“While it is commendable to have love for both, we ought to honour truth as sacred above friends,” Aristotle says in the Nicomachean Ethics (106a14-17). Most people do not live this way. Instead, they mistakenly believe that a friendship can flourish based on falsehood. But it can’t, as Aquinas explains in his Commentary on Aristotle’s Nicomachean Ethics, Bk. I, Lect. VI. And this is especially important for the friendship that exists between husbands and wives.
If our friendships are based on falsehood, they aren’t really friendships at all. “Unless a man prefer truth to his friends,” Aquinas explains, “it follows that he will make false judgment and bear false witness in their defence. This is contrary to virtue.” It is contrary to not only our own virtue but also that of our friends. Making false judgments and bearing false witness enables people to live in fantasy, not reality.
Indeed, Aquinas adds, “although we should have friendship for both truth and our fellow man, we ought rather to love truth because we should love our fellow man especially on account of truth and virtue.” If your friendships are based on reality — even if it’s just the reality of your shared fortitude in having the endurance to overcome your many vices — then that’s healthy. But a love that allows lies isn’t really love at all.

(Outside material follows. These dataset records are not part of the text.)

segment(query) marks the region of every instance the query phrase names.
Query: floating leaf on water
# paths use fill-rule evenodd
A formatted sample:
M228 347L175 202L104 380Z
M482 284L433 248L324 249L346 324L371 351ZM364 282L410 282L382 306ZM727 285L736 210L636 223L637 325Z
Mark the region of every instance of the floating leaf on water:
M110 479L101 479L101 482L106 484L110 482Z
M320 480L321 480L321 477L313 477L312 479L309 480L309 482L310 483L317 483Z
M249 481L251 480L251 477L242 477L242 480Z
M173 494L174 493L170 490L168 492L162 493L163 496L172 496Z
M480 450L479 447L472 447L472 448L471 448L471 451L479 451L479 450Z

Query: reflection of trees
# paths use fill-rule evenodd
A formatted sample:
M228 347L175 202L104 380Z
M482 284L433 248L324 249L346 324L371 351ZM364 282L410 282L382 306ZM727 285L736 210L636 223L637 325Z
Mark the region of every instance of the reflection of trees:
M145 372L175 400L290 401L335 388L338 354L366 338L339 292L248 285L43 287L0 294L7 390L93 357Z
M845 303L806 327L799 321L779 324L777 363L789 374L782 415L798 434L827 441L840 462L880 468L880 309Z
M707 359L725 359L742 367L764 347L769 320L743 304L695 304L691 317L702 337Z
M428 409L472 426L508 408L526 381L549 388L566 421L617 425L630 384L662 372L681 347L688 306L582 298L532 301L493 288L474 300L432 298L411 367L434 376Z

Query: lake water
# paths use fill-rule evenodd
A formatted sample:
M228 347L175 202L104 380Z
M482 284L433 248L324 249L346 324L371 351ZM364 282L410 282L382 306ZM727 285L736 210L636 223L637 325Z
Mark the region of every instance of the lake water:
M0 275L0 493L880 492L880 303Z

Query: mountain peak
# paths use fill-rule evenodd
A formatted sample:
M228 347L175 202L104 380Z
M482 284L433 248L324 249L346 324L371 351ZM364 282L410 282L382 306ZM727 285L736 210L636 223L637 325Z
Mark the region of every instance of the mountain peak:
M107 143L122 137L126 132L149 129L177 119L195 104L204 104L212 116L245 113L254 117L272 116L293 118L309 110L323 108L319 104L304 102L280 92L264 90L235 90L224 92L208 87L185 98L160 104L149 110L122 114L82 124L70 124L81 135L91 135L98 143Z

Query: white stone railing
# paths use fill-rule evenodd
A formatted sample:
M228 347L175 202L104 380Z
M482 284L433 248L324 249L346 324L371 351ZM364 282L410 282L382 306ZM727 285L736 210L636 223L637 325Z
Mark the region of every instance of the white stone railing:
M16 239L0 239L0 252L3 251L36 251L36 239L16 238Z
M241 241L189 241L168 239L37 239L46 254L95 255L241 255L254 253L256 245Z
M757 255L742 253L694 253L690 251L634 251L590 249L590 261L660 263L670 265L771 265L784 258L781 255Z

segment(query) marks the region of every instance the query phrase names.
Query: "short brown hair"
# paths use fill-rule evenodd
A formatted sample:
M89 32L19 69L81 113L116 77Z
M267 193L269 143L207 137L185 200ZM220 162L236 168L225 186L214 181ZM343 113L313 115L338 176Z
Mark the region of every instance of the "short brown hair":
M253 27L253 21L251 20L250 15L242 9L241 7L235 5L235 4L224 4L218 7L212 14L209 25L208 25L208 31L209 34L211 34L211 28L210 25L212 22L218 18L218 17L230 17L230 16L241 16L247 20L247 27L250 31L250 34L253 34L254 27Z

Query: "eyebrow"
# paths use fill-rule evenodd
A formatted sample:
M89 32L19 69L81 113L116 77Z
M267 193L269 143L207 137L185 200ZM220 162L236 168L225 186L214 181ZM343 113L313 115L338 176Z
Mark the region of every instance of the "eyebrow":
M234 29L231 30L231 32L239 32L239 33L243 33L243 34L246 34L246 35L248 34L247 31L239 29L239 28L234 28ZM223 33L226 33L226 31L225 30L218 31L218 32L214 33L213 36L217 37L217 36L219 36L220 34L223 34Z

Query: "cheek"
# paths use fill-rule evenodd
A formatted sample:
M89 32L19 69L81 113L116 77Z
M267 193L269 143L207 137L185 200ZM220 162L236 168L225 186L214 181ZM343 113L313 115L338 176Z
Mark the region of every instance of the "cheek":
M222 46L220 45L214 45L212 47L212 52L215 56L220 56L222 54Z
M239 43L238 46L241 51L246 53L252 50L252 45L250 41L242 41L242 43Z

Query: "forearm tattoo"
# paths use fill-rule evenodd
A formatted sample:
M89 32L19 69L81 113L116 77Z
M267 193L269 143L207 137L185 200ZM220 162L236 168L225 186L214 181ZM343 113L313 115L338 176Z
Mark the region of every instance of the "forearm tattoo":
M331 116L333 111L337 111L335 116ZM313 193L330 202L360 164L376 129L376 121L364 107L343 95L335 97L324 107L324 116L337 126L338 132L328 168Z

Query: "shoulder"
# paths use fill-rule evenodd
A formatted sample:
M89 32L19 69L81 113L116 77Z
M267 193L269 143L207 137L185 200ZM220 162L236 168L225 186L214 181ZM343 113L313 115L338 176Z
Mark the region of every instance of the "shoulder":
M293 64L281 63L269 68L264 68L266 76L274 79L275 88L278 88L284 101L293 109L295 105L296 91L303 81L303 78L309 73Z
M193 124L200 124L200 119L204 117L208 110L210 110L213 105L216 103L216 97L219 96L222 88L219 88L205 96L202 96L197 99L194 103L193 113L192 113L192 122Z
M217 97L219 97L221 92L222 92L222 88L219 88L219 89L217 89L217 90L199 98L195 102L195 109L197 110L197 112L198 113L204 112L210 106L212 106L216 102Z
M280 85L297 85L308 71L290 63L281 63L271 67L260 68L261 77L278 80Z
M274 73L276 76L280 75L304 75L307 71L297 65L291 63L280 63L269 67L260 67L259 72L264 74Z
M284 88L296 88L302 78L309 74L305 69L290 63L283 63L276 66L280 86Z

Most importantly, however, 'truth is a most excellent friend of the sort to whom the homage of honour is due.’ It might seem strange to think of truth as friend, but of course God is Truth, and God is a Person. That’s why Aquinas refers to charity — the love of God for the sake of loving God — as a love of ‘friendship.’ Truth is found ‘first and chiefly in God,’ and so loving truth makes us friends of God.